Les rêveries du retraité solitaire

Les rêveries du retraité solitaire

Les fissures du vieillissement

Dans un de ses romans, Milan Kundera met la phrase suivante dans la bouche d’un de ses personnages : « La mort devient réelle quand elle commence à pénétrer l’homme de l’intérieur par les fissures du vieillissement. »

 

Il est bien évident que la mort devient quelque chose de moins en moins abstrait et de plus en plus réel au fur et à mesure qu’on avance en âge et qu’on commence à en sentir les manifestations dans son corps et quelquefois aussi dans son esprit. C’est un peu comme être devant un barrage dans lequel on voit apparaître ici et là des fissures (pour reprendre le mot de Kundera) qui tôt ou tard finiront par le faire éclater en morceaux. On peut du mieux qu’on peut colmater ces fissures mais on sait que le combat est perdu d’avance. Confrontés à une telle réalité, on pourrait s’attendre à voir des gens courir dans toutes les directions en pleurant et en s’arrachant les cheveux.  Il n’en est rien. En général, à moins d’être sérieusement handicapés physiquement et mentalement, les gens acceptent les petits bobos liés au vieillissement et continuent à vivre malgré tout dans une relative sérénité. J’ai même lu quelque part que les gens de 65 ans et plus affirment être plus heureux et profiter plus de la vie que quand ils avaient quarante ans. Pourquoi ?

 

La vérité c’est que malgré notre peur de mourir, personne n’aimerait vivre éternellement sur cette terre. Si on pouvait espérer vivre pendant mille ans, il y a trop de choses qui pourraient vraisemblablement nous arriver (guerres, famines, cataclysmes naturels, répression politique ou religieuse, maladies de toutes sortes).

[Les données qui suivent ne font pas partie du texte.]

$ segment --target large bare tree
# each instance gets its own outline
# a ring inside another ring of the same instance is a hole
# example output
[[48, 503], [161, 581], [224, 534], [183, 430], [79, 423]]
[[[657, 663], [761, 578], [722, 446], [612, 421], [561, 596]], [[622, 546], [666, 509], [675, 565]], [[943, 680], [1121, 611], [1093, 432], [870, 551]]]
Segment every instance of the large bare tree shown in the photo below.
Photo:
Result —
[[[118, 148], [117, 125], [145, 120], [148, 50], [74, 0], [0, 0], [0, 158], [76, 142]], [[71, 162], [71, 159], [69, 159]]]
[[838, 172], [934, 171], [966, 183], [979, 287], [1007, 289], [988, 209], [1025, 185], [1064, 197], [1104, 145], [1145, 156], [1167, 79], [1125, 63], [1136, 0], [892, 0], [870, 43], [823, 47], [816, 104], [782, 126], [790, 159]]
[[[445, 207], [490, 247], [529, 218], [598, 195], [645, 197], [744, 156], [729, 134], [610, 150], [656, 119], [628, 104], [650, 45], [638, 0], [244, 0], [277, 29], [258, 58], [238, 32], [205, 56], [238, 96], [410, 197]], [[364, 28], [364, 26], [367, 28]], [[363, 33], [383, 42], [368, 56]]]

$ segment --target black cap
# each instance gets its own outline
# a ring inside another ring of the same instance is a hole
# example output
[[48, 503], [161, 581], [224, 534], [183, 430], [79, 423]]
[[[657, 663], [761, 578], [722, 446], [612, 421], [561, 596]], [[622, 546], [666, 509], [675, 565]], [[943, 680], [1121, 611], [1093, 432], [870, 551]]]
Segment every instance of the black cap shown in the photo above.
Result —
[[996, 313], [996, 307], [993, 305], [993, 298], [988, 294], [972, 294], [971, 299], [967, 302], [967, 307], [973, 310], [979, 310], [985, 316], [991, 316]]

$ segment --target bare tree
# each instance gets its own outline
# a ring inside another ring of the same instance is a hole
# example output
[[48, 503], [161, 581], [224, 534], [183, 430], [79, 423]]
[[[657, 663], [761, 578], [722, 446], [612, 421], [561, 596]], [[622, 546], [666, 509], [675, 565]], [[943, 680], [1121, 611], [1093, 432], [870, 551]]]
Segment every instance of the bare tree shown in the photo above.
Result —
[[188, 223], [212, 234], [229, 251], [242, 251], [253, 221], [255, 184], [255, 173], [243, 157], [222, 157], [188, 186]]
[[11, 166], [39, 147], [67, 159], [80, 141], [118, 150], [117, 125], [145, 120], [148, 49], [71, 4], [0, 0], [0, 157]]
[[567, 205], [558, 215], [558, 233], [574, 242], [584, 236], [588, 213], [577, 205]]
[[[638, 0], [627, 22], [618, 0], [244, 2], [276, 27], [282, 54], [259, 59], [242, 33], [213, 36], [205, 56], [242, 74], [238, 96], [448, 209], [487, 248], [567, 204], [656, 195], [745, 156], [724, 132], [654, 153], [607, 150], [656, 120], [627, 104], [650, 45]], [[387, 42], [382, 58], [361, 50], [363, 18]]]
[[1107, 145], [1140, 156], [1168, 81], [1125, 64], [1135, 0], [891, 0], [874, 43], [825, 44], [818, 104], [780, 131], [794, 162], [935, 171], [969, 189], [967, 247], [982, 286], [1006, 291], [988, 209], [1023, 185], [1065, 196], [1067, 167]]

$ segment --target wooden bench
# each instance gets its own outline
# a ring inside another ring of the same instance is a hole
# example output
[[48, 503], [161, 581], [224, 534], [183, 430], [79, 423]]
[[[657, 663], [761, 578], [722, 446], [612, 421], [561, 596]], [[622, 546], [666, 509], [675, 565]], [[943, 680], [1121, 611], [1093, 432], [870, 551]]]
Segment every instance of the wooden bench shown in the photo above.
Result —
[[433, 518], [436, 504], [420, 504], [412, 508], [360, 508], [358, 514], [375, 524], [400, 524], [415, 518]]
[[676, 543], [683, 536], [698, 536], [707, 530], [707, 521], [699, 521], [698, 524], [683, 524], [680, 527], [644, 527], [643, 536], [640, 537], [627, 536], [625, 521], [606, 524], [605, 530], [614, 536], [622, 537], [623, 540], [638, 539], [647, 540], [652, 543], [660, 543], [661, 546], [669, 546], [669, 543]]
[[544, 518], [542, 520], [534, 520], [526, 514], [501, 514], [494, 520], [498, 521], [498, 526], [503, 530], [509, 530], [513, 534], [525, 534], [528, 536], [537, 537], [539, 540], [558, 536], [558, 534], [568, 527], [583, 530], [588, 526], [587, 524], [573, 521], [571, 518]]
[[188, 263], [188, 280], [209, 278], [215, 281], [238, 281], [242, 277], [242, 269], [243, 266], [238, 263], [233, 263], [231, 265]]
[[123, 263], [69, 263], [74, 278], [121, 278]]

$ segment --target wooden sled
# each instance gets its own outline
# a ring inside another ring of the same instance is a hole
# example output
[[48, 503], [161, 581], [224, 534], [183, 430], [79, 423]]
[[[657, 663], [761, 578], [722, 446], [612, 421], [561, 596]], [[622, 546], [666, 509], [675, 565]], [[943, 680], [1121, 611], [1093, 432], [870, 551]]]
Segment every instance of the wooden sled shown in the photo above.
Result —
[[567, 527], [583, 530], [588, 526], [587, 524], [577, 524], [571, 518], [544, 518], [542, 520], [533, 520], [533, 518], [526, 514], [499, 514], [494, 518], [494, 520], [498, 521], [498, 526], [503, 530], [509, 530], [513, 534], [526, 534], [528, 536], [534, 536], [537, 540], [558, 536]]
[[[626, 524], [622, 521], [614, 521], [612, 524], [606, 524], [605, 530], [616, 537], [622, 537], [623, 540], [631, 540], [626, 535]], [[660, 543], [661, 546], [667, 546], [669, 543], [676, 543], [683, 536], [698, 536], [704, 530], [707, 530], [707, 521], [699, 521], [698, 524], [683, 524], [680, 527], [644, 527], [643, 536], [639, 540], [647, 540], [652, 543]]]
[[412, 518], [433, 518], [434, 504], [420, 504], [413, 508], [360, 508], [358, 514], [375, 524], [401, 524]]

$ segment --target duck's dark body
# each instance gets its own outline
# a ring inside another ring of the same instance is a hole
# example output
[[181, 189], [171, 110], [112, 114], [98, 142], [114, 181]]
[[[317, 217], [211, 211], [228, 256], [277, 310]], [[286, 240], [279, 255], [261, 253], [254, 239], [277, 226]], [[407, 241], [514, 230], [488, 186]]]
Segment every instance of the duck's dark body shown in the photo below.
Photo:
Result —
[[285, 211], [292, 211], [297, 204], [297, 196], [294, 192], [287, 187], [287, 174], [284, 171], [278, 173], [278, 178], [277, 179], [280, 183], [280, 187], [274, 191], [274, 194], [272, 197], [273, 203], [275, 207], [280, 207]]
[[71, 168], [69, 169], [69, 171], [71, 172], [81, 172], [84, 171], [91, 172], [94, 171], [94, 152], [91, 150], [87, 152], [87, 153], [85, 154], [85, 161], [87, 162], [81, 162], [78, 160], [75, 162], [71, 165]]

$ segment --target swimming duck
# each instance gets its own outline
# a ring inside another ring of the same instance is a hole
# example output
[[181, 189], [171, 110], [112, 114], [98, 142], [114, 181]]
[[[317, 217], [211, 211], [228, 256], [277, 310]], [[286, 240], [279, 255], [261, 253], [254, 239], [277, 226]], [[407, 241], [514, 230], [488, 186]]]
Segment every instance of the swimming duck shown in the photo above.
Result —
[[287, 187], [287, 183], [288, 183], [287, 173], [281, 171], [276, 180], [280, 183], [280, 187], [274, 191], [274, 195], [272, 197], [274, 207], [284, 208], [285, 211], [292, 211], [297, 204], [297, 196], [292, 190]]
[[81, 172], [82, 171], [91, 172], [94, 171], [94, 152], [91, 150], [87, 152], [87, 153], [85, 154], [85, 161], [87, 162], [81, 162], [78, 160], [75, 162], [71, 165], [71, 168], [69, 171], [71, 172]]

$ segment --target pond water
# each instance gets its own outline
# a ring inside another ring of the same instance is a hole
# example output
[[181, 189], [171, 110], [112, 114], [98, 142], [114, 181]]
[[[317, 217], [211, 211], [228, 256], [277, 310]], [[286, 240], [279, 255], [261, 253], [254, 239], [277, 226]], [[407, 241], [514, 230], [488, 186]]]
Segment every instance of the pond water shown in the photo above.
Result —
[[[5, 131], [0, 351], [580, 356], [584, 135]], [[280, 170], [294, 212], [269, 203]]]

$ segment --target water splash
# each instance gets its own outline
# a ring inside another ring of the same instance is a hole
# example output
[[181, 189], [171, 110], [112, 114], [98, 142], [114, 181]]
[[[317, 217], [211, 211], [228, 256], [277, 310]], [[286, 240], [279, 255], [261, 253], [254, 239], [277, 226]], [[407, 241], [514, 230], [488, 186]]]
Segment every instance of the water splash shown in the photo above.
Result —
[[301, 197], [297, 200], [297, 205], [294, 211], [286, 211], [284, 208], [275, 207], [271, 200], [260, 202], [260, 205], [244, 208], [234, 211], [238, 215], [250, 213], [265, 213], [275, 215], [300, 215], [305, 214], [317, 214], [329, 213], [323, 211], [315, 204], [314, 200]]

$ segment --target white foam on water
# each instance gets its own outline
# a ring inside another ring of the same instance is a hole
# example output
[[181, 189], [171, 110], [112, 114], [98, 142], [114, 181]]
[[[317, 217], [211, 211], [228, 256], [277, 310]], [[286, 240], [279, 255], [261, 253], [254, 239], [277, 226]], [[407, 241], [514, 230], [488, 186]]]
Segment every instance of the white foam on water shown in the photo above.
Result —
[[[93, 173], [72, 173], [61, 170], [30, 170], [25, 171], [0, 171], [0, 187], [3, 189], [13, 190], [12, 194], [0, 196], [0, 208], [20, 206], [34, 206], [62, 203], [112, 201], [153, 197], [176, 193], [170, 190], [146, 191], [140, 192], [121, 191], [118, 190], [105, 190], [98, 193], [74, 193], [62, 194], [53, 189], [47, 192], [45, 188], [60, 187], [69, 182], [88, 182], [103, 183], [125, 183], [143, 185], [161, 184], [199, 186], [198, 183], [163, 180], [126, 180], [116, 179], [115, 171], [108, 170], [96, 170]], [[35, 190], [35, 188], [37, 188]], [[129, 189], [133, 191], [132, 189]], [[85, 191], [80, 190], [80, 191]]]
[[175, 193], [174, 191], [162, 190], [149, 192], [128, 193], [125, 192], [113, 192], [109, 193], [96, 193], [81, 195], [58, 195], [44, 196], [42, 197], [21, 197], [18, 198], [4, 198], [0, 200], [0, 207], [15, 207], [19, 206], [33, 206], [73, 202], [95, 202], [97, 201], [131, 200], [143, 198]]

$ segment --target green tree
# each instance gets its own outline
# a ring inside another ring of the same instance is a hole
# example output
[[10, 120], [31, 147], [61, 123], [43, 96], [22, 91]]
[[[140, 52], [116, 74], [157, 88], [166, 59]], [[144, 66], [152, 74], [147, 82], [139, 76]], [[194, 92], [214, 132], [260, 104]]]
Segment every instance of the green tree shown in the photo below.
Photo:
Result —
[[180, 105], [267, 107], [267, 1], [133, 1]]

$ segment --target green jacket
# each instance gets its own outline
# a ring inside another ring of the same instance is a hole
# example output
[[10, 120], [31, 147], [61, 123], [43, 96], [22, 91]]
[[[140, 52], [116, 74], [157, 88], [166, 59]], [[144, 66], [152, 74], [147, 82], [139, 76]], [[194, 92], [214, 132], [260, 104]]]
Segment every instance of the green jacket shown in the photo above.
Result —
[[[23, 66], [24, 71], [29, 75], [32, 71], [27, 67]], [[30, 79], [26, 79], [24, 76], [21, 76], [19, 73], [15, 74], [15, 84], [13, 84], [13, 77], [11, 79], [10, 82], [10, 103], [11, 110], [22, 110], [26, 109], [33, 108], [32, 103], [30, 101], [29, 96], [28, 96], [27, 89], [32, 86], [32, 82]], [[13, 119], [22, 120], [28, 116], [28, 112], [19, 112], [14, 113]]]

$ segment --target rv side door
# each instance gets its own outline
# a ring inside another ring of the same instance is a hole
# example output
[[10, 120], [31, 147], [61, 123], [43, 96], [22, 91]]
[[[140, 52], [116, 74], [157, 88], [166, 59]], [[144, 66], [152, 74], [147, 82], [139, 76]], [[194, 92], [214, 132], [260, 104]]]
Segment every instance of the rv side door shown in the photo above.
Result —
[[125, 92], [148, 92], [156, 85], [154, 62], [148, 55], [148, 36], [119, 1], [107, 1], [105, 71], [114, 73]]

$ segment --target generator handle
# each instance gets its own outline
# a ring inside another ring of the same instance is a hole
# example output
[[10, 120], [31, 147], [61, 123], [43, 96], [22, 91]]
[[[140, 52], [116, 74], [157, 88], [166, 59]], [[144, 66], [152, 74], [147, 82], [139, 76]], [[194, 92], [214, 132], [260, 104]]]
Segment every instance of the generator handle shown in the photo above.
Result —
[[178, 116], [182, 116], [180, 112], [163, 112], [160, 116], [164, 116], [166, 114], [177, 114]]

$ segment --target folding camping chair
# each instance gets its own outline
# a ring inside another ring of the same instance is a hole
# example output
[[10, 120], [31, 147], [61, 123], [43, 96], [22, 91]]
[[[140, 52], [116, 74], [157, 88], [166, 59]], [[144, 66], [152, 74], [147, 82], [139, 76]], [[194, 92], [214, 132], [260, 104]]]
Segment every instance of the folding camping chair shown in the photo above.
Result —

Arrivés à la retraite, on se dit que si on a pu jusque-là échapper aux choses les plus horribles et effroyables qui auraient pu nous arriver, ça va probablement continuer pendant les quelques années qu'il nous reste encore à vivre. Si on n’a pas été torturés et privés de notre liberté, si on n’a pas été accusés injustement d’un crime qu’on n’a pas commis, si on n’a pas vécu à certains endroits et à certaines époques, on se dit qu’on s’en est somme toute assez bien tirés, et que la mort qui nous attend au tournant nous mettra définitivement à l’abri de ce qui pourrait nous arriver de désastreux dans le futur si on s’avisait de vivre trop longtemps.

 

Je pense souvent à ces enfants qui souffrent d’une maladie qui les fait vieillir prématurément. Arrivés à l’âge de douze ans, ils ont le corps usé et meurtri d’un vieillard de quatre-vingts ans. Je me dis que c'est à la fois injuste et cruel de sentir « la mort nous pénétrer de l’intérieur par les fissures du vieillissement » quand on a à peine commencé à vivre.